I really do have a good life -- it just has its bumps in the road like everyone else.

Saturday, June 13, 2009

It's been too long and there's too much to share

It's been a very long time since I have written. I must admit that I had taken on way too much these last months. Between school board, primary, work and going to school I felt like I just couldn't keep up. And so I let my blog go. I admit that I really could've used the therapy writing in my blog gives me, but so much of what's been going on in my life is "confidential" and so in reality I couldn't write it down anyways. But I will share what I can.

School Board -- it has been nuts with lots of personnel and legal issues. We have spent way too many hours in executive session. The things we have discussed have been a huge burden because everything discussed is considered confidential and I am not even allowed to discuss it with my husband. I am one of those people who feel so much better when I am able to share thoughts and feeling with someone impartial. I have been unable to do that, so it has been difficult.

Primary -- I have been serving as the Primary President of my LDS ward now for over 2 years. It has been a difficult calling at best. I love the children, but struggle with some of the other adults with whom I serve. We have so many who just don't bother to show up and don't find a sub or even call to let us know they aren't coming. I have also had a lot of people calling to complain about others they serve with. Some of the complaints are valid, but most are over petty things. I feel like they look to me to resolve everything, which is impossible. The bishop asked me to speak in church two weeks ago (on my birthday of all days) about fulfilling your calling. It was a very difficult talk to give (especially since we had a teacher storm out of their classroom and ask to be released just minutes before I spoke). There were a couple people who were offended. One even posted a nasty comment about my talk on her Facebook. I am burned out, but will keep pressing forward because I know it is what the Lord would have me do. I just hope that there is some relief in sight.

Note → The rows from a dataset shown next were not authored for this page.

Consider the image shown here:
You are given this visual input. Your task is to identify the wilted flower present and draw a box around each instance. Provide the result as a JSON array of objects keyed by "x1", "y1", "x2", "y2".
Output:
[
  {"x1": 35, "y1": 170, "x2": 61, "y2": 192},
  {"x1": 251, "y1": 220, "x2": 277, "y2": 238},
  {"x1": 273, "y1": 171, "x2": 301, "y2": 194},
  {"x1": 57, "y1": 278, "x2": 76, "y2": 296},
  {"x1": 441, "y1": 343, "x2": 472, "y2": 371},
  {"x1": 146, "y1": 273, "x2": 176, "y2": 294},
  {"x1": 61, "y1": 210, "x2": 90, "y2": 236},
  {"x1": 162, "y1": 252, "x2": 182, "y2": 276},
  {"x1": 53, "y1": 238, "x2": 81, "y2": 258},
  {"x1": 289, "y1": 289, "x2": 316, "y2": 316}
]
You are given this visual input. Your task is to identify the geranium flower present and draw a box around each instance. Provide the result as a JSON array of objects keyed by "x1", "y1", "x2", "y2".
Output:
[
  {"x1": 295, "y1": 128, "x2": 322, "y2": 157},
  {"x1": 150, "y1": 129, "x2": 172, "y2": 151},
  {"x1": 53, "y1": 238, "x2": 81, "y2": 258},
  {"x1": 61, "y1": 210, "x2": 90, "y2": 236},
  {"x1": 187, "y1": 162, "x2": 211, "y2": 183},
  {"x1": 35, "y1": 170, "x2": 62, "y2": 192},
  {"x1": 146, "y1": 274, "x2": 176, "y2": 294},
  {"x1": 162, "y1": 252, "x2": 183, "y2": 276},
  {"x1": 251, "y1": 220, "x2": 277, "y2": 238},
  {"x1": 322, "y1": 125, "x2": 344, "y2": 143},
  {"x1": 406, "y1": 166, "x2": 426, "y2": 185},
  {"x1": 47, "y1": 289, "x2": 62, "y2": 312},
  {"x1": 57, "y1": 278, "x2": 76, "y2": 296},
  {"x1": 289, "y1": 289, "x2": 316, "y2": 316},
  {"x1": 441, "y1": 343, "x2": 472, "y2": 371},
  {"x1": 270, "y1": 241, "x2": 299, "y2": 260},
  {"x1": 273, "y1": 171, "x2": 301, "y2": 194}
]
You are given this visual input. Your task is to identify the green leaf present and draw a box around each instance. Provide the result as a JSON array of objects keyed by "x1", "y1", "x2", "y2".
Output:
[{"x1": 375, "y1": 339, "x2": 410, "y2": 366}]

Work-- I love my job working for Big Brothers Big Sisters. I am the Community Outreach Coordinator. I am responsible for recruiting all the kids and volunteers who participate in our program. I am also in charge of marketing, PR and fundraising. We just held our annual Bowl For Kids' Sake in May. It was an awesome event and raised over $23,000 in cash and in-kind contributions. It was a ton of work and I put in a lot of extra hours. Unfortunately things have not been going so well with my co-worker. There are just two of us in our local office. She is full-time and I am part-time. She has not been doing her job, nor supporting me in mine. We have had a lot of complaints from the community. She has been very frustrated with corporate but has been taking her frustrations out on me. I have been working from home a lot to avoid her bad attitude. With so much stress going on in all the other areas of my life, I just haven't been able to deal with her constant negativity as well. Anyways, she is on thin ice right now. Corporate is not saying much, but I think she is on the verge of getting fired. Honestly it is a no-win situation. It's such a small town that even if they do fire her, she can create a lot of havoc if she so chooses. This is so sad, because I really do love my job and have been recruiting friends for our program. It really upsets me when she offends people who I bring into the program and I feel like my hands are tied to do anything about it. I am searching for a light at the end of the tunnel in this situation as well.